Engineering for the network Syria actually has
Average fixed broadband near the bottom of global rankings, electricity a few hours a day in much of the country, and Starlink in a regulatory gray zone. Here's how we design software for that — without patronizing the user.
The investment guides put it bluntly: Syrian fixed broadband averages around 4.6 Mbps — ranked 179th of 181 countries — while urban mobile manages a more respectable 22–26 Mbps. Electricity availability sits at 2–4 hours a day in many areas. If your app assumes a stable connection and a charged battery, it doesn't work in Syria. Ours have to.
The four rules we build by
- Offline-first is the architecture, not a feature. Local database as the source of truth, sync when the network allows, conflict resolution designed up front. The app must be fully usable through an outage and reconcile gracefully after.
- Payload budgets, enforced in CI. First load under 300 KB compressed for web; API responses paginated and delta-encoded; images served in modern formats at the exact rendered size. A budget that isn't enforced automatically is a wish.
- Battery is a resource like memory. Background sync batched on charge + Wi-Fi where possible; no polling loops; push over pull. On 4 hours of grid power a day, an app that drains 8% per hour gets uninstalled.

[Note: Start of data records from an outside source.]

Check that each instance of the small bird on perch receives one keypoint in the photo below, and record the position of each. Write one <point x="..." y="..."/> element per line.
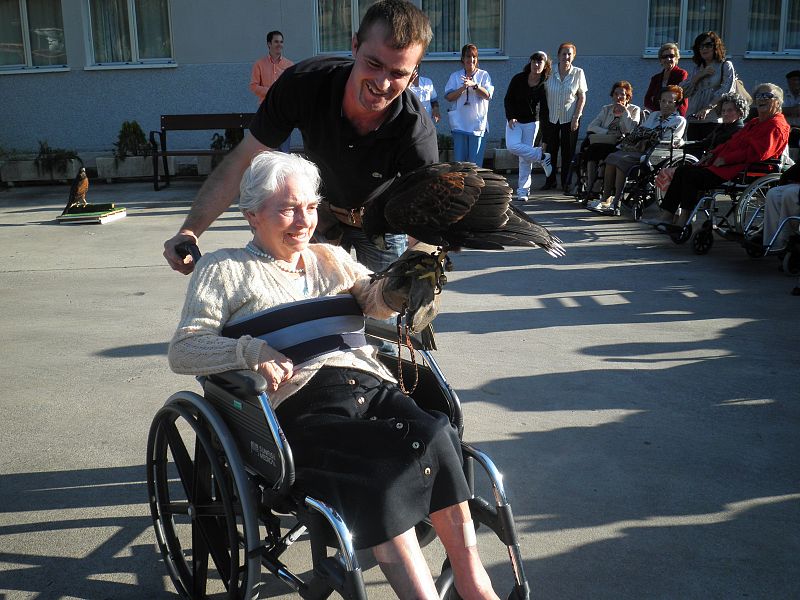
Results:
<point x="77" y="193"/>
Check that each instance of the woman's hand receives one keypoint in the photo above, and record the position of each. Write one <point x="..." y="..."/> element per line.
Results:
<point x="701" y="114"/>
<point x="274" y="367"/>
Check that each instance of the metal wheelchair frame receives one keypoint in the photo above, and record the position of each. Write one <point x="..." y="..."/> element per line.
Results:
<point x="225" y="516"/>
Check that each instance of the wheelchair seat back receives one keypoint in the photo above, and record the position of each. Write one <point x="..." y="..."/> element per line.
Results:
<point x="244" y="416"/>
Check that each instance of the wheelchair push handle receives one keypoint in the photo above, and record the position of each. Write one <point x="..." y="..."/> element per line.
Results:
<point x="185" y="249"/>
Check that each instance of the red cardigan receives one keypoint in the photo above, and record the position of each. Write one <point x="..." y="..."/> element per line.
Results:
<point x="757" y="140"/>
<point x="653" y="94"/>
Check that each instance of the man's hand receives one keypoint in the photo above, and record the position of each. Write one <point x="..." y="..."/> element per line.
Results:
<point x="274" y="367"/>
<point x="185" y="264"/>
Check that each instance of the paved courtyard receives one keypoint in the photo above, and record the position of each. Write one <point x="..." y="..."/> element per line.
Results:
<point x="641" y="401"/>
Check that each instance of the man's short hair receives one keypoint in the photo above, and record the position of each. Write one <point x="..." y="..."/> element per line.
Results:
<point x="405" y="24"/>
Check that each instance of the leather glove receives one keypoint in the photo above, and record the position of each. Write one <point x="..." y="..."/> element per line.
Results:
<point x="413" y="283"/>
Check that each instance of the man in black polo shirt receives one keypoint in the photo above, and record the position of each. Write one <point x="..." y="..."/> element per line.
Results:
<point x="360" y="125"/>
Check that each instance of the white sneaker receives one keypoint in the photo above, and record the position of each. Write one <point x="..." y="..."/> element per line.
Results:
<point x="546" y="164"/>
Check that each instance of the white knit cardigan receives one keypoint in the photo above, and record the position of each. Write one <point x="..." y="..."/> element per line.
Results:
<point x="233" y="283"/>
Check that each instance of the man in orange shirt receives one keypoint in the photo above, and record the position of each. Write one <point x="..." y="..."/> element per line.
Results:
<point x="268" y="69"/>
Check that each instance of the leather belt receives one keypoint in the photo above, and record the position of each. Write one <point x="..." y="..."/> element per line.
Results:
<point x="347" y="216"/>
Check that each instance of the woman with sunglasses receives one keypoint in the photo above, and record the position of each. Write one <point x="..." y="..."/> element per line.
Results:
<point x="712" y="78"/>
<point x="670" y="74"/>
<point x="526" y="106"/>
<point x="762" y="138"/>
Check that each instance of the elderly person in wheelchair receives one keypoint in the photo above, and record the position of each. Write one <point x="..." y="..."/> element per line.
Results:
<point x="359" y="443"/>
<point x="670" y="126"/>
<point x="762" y="138"/>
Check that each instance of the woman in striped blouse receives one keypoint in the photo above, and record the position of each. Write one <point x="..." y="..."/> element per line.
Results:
<point x="566" y="97"/>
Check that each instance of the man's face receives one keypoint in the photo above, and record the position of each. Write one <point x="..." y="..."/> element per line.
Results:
<point x="276" y="45"/>
<point x="380" y="73"/>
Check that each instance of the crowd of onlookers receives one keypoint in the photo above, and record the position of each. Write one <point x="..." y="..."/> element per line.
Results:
<point x="707" y="112"/>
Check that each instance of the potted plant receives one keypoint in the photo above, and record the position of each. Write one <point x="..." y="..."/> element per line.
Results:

- Degrade by feature, not by failure. Decide explicitly which features work offline, which queue, and which honestly require a connection — and tell the user which mode they're in. Silent failure is the only unacceptable state.
The Starlink wildcard
Satellite internet is widely used through informal channels, and the communications ministry has signaled openness to regularizing it — enforcement so far has targeted smugglers rather than individual users, while formal licensing is worked out. If and when terminals are licensed, the bandwidth floor in underserved areas jumps dramatically. Until then, treat high-bandwidth users as the exception your architecture enjoys, not the baseline it requires.